One of the most formative activities of my teen years was a four-year stint as a military cadet. At an age when many adolescents tend to drift toward rebellion and individuality, being a cadet encouraged the very opposite — conformity, compliance, team dependence and resilience.
Marching was one of our regular practices and I quickly learned that the key skill needed for it was peripheral vision. Maintaining straight-line ranks and keeping in step required a constant awareness of what was happening to your left or right without breaking the formal stance by turning your head.
Many new cadets found that using their peripheral vision was quite a challenging skill to master.
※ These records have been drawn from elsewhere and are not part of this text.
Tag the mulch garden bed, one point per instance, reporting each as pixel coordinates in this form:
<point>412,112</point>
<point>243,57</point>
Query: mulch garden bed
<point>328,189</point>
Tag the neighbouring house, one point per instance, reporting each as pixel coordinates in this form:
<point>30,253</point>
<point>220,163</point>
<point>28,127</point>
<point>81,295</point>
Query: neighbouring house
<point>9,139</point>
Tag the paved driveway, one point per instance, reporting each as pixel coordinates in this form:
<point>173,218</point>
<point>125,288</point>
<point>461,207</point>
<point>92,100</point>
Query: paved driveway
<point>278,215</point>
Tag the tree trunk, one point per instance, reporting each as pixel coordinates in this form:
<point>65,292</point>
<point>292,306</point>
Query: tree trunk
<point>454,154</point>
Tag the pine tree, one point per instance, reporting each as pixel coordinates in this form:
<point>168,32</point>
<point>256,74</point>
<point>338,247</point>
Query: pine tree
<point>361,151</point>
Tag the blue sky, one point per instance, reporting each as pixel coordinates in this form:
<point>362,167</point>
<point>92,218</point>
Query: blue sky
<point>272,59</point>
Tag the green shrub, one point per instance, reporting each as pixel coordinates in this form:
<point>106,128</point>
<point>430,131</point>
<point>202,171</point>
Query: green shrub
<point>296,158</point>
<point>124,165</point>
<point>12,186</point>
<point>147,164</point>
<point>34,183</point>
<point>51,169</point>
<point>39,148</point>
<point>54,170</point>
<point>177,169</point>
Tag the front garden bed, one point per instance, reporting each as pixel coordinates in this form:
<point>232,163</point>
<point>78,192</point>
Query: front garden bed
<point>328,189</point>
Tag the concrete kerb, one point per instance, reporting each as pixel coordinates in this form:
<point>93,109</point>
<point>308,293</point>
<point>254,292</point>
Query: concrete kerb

After all, humans naturally recognise and focus on the things in our central range of vision. However, honing and strengthening our peripheral vision is like a muscle — it takes time and concentrated effort.
In much the same way, honing and strengthening our peripheral vision in a business context can be extraordinarily powerful, but it does take practice. Fostering healthy paranoia requires a constant awareness and sensitivity to what is outside your direct frame of view.
Focussing your peripheral vision requires you to look beyond three things:
1. Industry. To expand your peripheral vision, you need to take your industry blinkers off. In any established industry, it is easy for players to begin to look the same – a phenomenon known as strategy convergence. Engaging the same consulting firms, hiring the same graduates and attending the same conferences almost ensures this. If you are to stand out, the opposite must be done – different conferences attended, different industries engaged.
Apple are the most profitable retailers in the world partly because when they went into the retail space, they didn’t look to other retailers for inspiration but looked outside of the industry. In fact, it was actually the Ritz-Carlton’s approach to concierge customer service that gave rise to Apple’s Genius Bar and store greeters.
2. Context. Looking beyond the immediate context of a business is key to expanding and effectively scanning horizons. Recent years have seen businesses spend staggering sums of money sending executive teams on technology pilgrimages to Silicon Valley. Places like Silicon Valley and Seattle are the world’s engine rooms of innovation and so periodic visits to get a glimpse of the technology and thinking shaping tomorrow can pay enormous dividends. Beyond getting concrete innovation ideas and inspiration, trips such as these can powerfully shift paradigms and build a healthy sense of urgency (and paranoia).
3. Assumptions. The third way to hone your peripheral vision is to challenge the assumptions that may have limited your frame of reference previously. In his insightful book How to Use Innovation and Creativity in the Workplace, Patrick Collister suggests a range of questions to help challenge assumptions long held by an individual or group. The first step is to identify a core assumption that seems undeniably true — one that is even absurd to question. For example: ‘Our customers would never pay more than $x for our product’. Once you have established such an assumption, ask questions such as:
- Who says this is true?
- What led us to draw this conclusion in the first place?
- Is there any evidence that this assumption is still true?
Andy Grove famously challenged core assumptions like this in the 1980s when it became clear that Intel’s highly successful DRAM memory-chip business was doomed. Andy and his co-founder Gordon Moore questioned how a fresh CEO might handle the situation, establishing that they would leave the memory business, and then did it themselves. They in turn shifted Intel’s focus from memory chips to micro processing, and within a few years dominated this emerging technology. They questioned their assumptions and then acted against them.
Look beyond the immediate. Look beyond your industry for inspiration and insight, beyond your contexts to expand your horizons, and beyond your assumptions to challenge the status quo. In doing so, you are guaranteed to focus the peripheral vision that you need to become in-disruptible.
 Hamel, G. 2002, Leading the Revolution, Penguin, New York, p. 49.
 Garrison, M. 2013, ‘What Apple Learned From A Luxury Hotel’, Marketplace, 31 December.
 Collister, P. 2017, How to Use Innovation and Creativity in the Workplace, Pan Macmillan, London, p. 158.
 Galant, G. 2016, ‘If We Got Kicked Out And The Board Brought In A New CEO, What Do You Think He’d Do?’, Medium, 22 March.
 Collins, J. & Hansen, M. 2011, Great by Choice, HarperCollins, New York, pp. 139, 140.